Without ReadWriteMany, a second SFS pod will fail to mount the same PVC. In practice, a single well-resourced SFS pod is rarely the bottleneck; start by scaling transform workers and revisit SFS only if org.alfresco.search.contentstore.event continues to grow after ATS is adequately scaled.

When to scale in Kubernetes

Reach the ActiveMQ web console with a port-forward:

kubectl port-forward svc/alfresco-activemq 8161:8161 -n alfresco
# then open http://localhost:8161 → Queues

Use the same decision table as for Compose:

Queue	Growing → scale this
`org.alfresco.search.metadata.event`	`liveIndexing.metadata.replicaCount`
`org.alfresco.search.content.event`	`liveIndexing.content.replicaCount`
`acs-repo-transform-request`	ATS worker `autoscaling.maxReplicas`
`org.alfresco.search.contentstore.event`	Content replicas and/or SFS
`org.alfresco.search.contentrefresh.event`	ATS and SFS
`org.alfresco.search.path.event`	Cannot scale. Check pod resources.

For automated alerting, scrape queue-depth metrics through the ActiveMQ Prometheus exporter and alert when any non-path queue depth exceeds your SLA threshold for a sustained period (e.g., >1,000 messages for >5 minutes).

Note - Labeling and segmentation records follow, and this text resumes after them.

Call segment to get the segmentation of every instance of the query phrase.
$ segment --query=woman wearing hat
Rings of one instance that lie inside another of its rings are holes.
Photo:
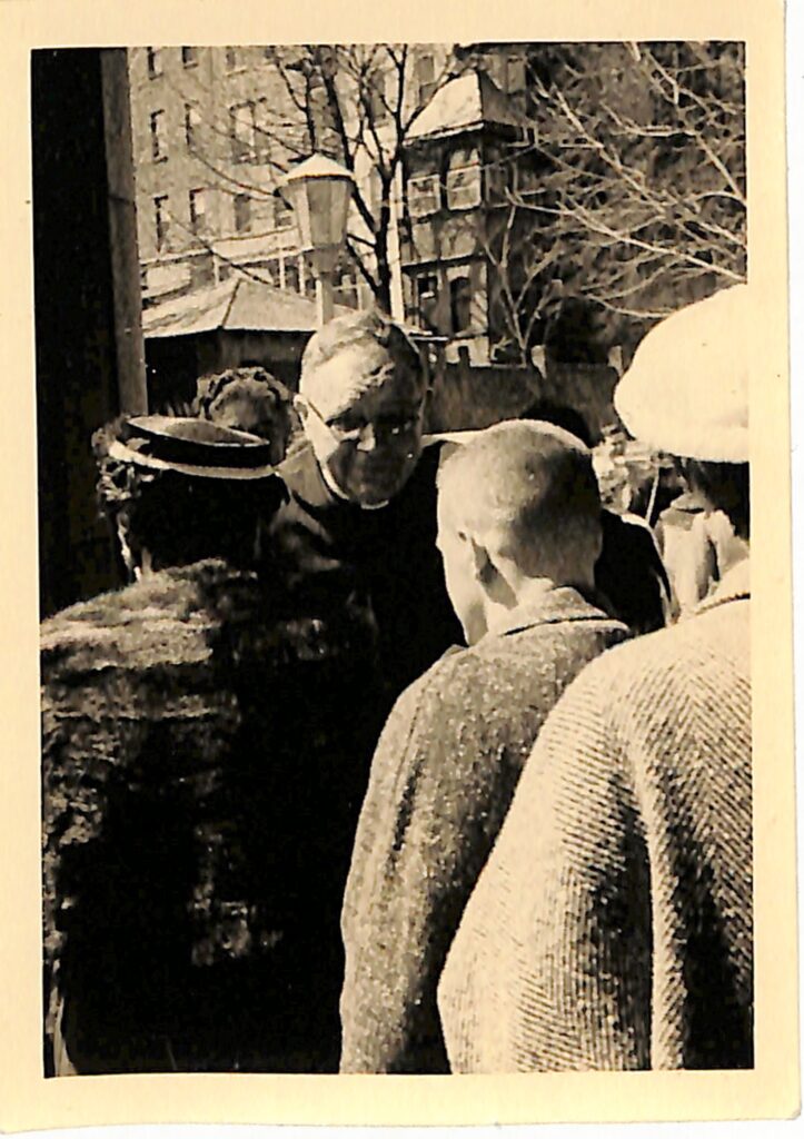
[[[321,1064],[294,934],[341,842],[342,772],[273,740],[288,658],[317,685],[351,665],[251,572],[285,495],[264,440],[146,417],[97,442],[137,580],[42,626],[47,1068]]]

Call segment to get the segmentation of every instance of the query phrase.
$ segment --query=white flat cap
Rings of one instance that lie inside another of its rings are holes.
[[[748,286],[735,285],[651,328],[614,393],[634,439],[683,458],[747,462],[747,334],[756,319]]]

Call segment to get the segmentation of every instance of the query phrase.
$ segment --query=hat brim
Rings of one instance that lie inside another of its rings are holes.
[[[188,475],[192,478],[216,478],[225,481],[254,481],[256,478],[270,478],[277,475],[274,466],[259,467],[211,467],[192,462],[167,462],[156,456],[138,451],[115,440],[109,445],[109,456],[121,462],[131,462],[137,467],[145,467],[148,470],[173,470],[179,475]],[[279,477],[279,476],[277,476]]]

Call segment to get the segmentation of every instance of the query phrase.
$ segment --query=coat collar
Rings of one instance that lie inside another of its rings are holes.
[[[495,637],[509,637],[536,625],[557,624],[561,621],[607,621],[614,622],[602,609],[590,604],[569,585],[553,585],[545,590],[538,601],[511,609],[506,623],[489,632],[478,641],[482,645]],[[618,623],[618,622],[614,622]],[[623,625],[625,630],[625,625]]]
[[[696,613],[706,613],[727,601],[743,601],[750,598],[750,558],[743,558],[723,574],[720,584],[697,606]]]

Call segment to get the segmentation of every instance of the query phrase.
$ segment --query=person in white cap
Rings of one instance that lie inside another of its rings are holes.
[[[746,286],[682,310],[616,393],[743,556],[694,617],[592,662],[548,718],[442,973],[453,1071],[753,1065],[754,316]]]

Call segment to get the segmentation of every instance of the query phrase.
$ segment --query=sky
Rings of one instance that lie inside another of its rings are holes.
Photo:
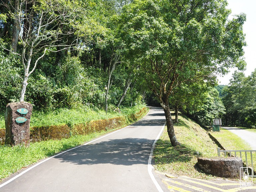
[[[256,68],[256,0],[228,0],[227,8],[231,10],[232,15],[241,13],[246,14],[246,21],[243,25],[244,33],[247,46],[244,47],[245,60],[247,63],[246,69],[244,71],[245,76],[251,75]],[[219,85],[228,85],[232,73],[237,69],[230,70],[230,72],[224,77],[218,77]]]

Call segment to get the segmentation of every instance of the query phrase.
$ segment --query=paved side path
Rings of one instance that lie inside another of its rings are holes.
[[[237,127],[223,127],[222,129],[227,129],[233,133],[237,135],[242,139],[249,143],[252,148],[252,150],[256,150],[256,133],[247,131],[246,130],[240,129]]]
[[[138,122],[50,159],[5,185],[0,183],[0,191],[158,191],[148,164],[165,122],[162,108],[151,108]]]

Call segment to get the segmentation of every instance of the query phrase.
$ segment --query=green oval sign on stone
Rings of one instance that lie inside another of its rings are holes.
[[[18,113],[20,113],[21,114],[23,114],[25,115],[27,114],[28,112],[28,110],[27,109],[24,109],[24,108],[21,108],[17,109],[17,111]]]
[[[24,123],[25,122],[27,119],[25,117],[20,117],[18,118],[16,118],[15,120],[16,121],[16,122],[19,123]]]

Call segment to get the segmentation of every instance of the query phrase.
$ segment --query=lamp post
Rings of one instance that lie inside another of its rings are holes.
[[[104,86],[104,89],[105,90],[105,92],[106,93],[106,115],[107,115],[107,90],[108,89],[108,87],[107,85],[105,85]]]

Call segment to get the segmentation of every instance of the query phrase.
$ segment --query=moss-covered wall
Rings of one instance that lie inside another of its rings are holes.
[[[147,108],[144,107],[139,111],[128,116],[121,116],[108,119],[91,121],[84,123],[69,125],[66,124],[30,127],[31,142],[39,141],[48,139],[60,139],[68,138],[72,134],[88,133],[121,127],[137,121],[145,115]],[[0,142],[4,144],[5,129],[0,129]]]

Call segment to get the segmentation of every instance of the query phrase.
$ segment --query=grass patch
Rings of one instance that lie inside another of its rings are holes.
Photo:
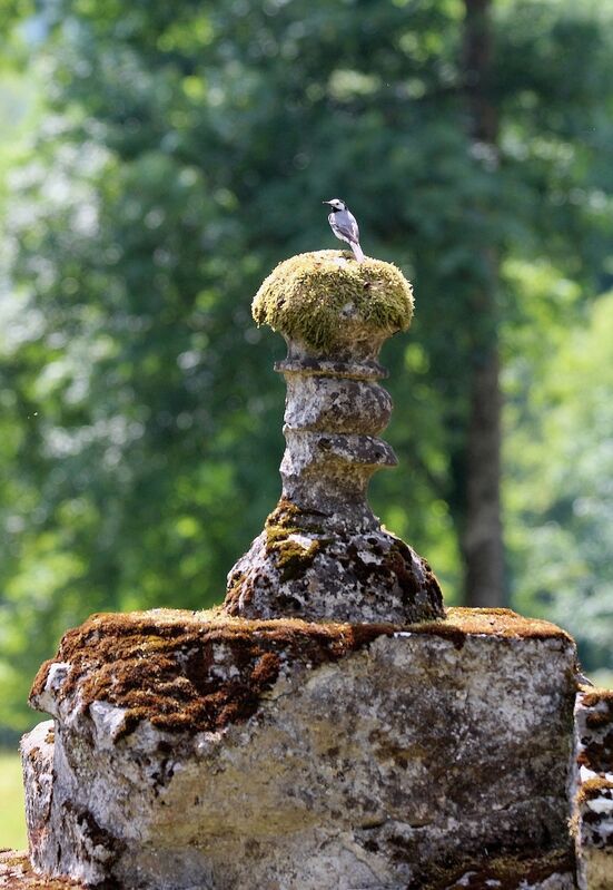
[[[21,759],[0,751],[0,849],[24,850],[27,844]]]

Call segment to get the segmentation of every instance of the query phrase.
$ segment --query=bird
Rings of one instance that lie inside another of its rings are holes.
[[[328,204],[332,207],[328,214],[328,223],[330,228],[340,241],[346,241],[354,256],[358,263],[364,260],[364,253],[359,246],[359,228],[357,221],[344,201],[340,198],[333,198],[332,201],[324,201],[323,204]]]

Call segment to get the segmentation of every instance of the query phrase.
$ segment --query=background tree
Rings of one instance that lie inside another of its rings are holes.
[[[279,344],[250,299],[280,258],[337,246],[333,195],[417,294],[384,356],[401,468],[376,478],[375,507],[448,599],[500,602],[496,353],[534,321],[522,264],[546,255],[583,300],[603,281],[604,13],[60,0],[37,16],[45,111],[4,214],[0,718],[90,612],[221,598],[279,487]],[[555,326],[555,291],[543,303]]]

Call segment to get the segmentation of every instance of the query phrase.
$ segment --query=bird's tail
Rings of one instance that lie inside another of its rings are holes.
[[[362,247],[359,246],[357,241],[350,241],[349,242],[349,247],[354,252],[354,256],[357,260],[357,262],[362,263],[362,261],[364,260],[364,253],[362,252]]]

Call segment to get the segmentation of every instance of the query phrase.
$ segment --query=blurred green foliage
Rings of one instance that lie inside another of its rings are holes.
[[[497,330],[510,597],[611,657],[606,420],[579,360],[604,350],[589,304],[611,273],[606,10],[493,6],[498,151],[467,136],[459,0],[7,10],[40,107],[0,156],[0,722],[26,725],[33,671],[89,613],[223,597],[279,490],[283,343],[250,300],[279,260],[337,246],[334,195],[416,290],[384,353],[401,466],[375,509],[457,599],[469,348]],[[494,317],[471,312],[488,250]]]

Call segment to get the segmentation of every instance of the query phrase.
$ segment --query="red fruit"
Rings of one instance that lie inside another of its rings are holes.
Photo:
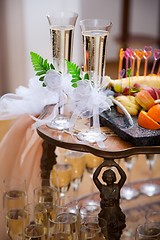
[[[144,90],[146,90],[147,92],[149,92],[149,94],[153,97],[154,100],[157,100],[160,98],[160,90],[154,87],[145,87],[143,88]]]
[[[136,94],[135,99],[138,102],[138,104],[145,110],[148,110],[155,104],[151,94],[144,89]]]

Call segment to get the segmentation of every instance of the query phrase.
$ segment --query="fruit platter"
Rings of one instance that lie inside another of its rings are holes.
[[[111,80],[109,85],[114,92],[114,107],[111,111],[105,111],[100,116],[101,125],[110,127],[123,140],[129,141],[136,146],[160,145],[160,50],[151,52],[151,49],[137,50],[137,67],[134,65],[131,49],[120,50],[120,60],[128,62],[132,60],[132,65],[122,69],[122,62],[119,65],[119,78]],[[140,55],[141,54],[141,55]],[[154,55],[151,72],[147,68],[147,56]],[[155,56],[156,55],[156,56]],[[143,75],[140,75],[141,68],[144,68]],[[155,60],[156,59],[156,60]],[[157,70],[155,65],[157,63]],[[143,64],[143,65],[142,65]],[[135,72],[136,71],[136,72]],[[125,77],[124,77],[124,74]],[[123,108],[124,107],[124,108]],[[132,122],[125,115],[125,110],[129,113]]]

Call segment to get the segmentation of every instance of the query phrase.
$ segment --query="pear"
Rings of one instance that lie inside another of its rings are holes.
[[[134,96],[130,95],[120,95],[115,98],[117,101],[119,101],[131,115],[138,115],[138,112],[140,110],[139,104],[136,102]],[[117,111],[119,113],[122,113],[122,110],[117,107]]]

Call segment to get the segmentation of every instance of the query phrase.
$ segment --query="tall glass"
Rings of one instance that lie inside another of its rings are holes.
[[[106,69],[107,40],[112,23],[106,19],[84,19],[80,21],[83,37],[84,72],[88,73],[95,92],[103,86]],[[107,138],[99,127],[99,106],[94,105],[93,127],[81,131],[77,138],[90,143],[97,142],[104,147],[103,141]],[[91,121],[90,121],[91,122]]]
[[[22,240],[24,213],[27,203],[26,182],[18,177],[9,177],[3,181],[3,212],[6,232],[12,240]]]
[[[77,17],[78,14],[74,12],[53,11],[47,15],[50,26],[52,61],[55,69],[62,75],[67,73],[65,60],[72,61],[74,27]],[[48,124],[48,127],[64,130],[70,127],[70,117],[64,114],[64,103],[62,104],[66,94],[63,91],[59,94],[58,115]]]
[[[112,22],[107,19],[80,21],[83,36],[84,72],[100,86],[106,71],[107,42]]]
[[[65,59],[72,61],[74,27],[78,14],[52,11],[47,14],[50,26],[52,61],[56,70],[67,73]]]
[[[160,225],[155,223],[146,223],[140,225],[136,230],[136,240],[159,240],[160,239]]]

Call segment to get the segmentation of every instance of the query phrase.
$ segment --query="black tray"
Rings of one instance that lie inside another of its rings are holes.
[[[147,130],[138,125],[136,116],[132,119],[134,125],[131,127],[127,118],[112,107],[111,111],[105,111],[100,115],[100,124],[111,128],[120,138],[135,146],[160,145],[160,130]]]

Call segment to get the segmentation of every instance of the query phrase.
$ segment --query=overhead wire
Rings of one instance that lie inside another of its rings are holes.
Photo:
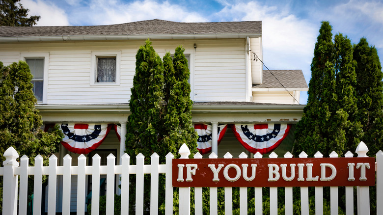
[[[251,50],[250,50],[250,52],[251,52],[251,53],[252,53],[252,54],[254,54],[254,60],[255,60],[256,59],[257,61],[258,61],[258,60],[259,60],[259,61],[261,61],[261,63],[262,63],[262,64],[265,66],[265,67],[266,69],[267,69],[267,70],[269,71],[269,72],[270,72],[270,74],[272,74],[273,75],[273,76],[274,76],[274,78],[276,80],[276,81],[278,81],[278,82],[279,83],[279,84],[281,85],[281,86],[282,86],[283,87],[283,88],[290,94],[290,95],[292,97],[293,97],[293,98],[294,99],[294,100],[297,101],[297,102],[298,103],[299,105],[301,105],[301,103],[300,103],[299,102],[298,102],[298,101],[297,100],[297,99],[295,98],[295,97],[294,97],[293,95],[291,95],[291,93],[290,93],[290,92],[289,92],[289,91],[287,90],[287,89],[286,89],[286,87],[285,87],[285,86],[283,85],[283,84],[282,84],[282,83],[280,82],[280,81],[278,80],[278,79],[275,77],[275,75],[274,75],[274,74],[273,74],[273,73],[271,72],[271,71],[270,69],[269,69],[269,68],[266,66],[266,65],[265,65],[264,63],[263,63],[263,62],[261,60],[260,58],[259,58],[259,57],[258,56],[257,54],[256,54],[255,53],[254,53],[254,52],[253,52]]]

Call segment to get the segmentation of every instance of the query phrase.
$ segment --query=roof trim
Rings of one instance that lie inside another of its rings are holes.
[[[38,36],[0,36],[1,42],[40,42],[55,41],[122,40],[178,39],[226,39],[260,37],[261,33],[206,33],[141,35],[67,35]]]

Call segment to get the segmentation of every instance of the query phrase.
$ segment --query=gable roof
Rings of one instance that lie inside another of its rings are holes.
[[[0,27],[0,41],[11,38],[30,40],[134,39],[260,37],[261,21],[180,23],[159,19],[108,26]],[[150,35],[150,36],[148,36]],[[57,38],[59,37],[59,38]]]
[[[307,84],[301,70],[263,70],[263,75],[262,83],[253,84],[253,89],[283,88],[284,86],[286,88],[297,89],[296,90],[299,89],[301,91],[308,90]],[[280,81],[280,83],[278,81]]]

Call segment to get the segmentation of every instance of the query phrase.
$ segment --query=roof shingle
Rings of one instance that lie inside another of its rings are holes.
[[[108,26],[0,27],[0,37],[261,33],[261,21],[179,23],[155,19]]]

Summary: rules at a glance

mediation  → always 1 replica  (StatefulSet in k8s)
path       → always 1 replica
metadata   → start at 2; watch org.alfresco.search.metadata.event
content    → start at 2; watch org.alfresco.search.content.event
ATS        → HPA already handles this in Helm; raise maxReplicas if acs-repo-transform-request grows
SFS        → start at 1; needs ReadWriteMany PVC to go beyond 1 replica

Scale in this order when throughput is insufficient:

Add a replica to metadata or content (whichever queue is growing).
If queue depth still does not clear, raise concurrentConsumers on that service.
If acs-repo-transform-request or org.alfresco.search.contentstore.event then grows, scale ATS workers.
Only then consider scaling SFS, and only with a ReadWriteMany storage class.
If org.alfresco.search.path.event is growing, scaling is not the answer: investigate whether the path processor has enough CPU/memory, or whether a bulk folder operation triggered a temporary spike that will self-resolve.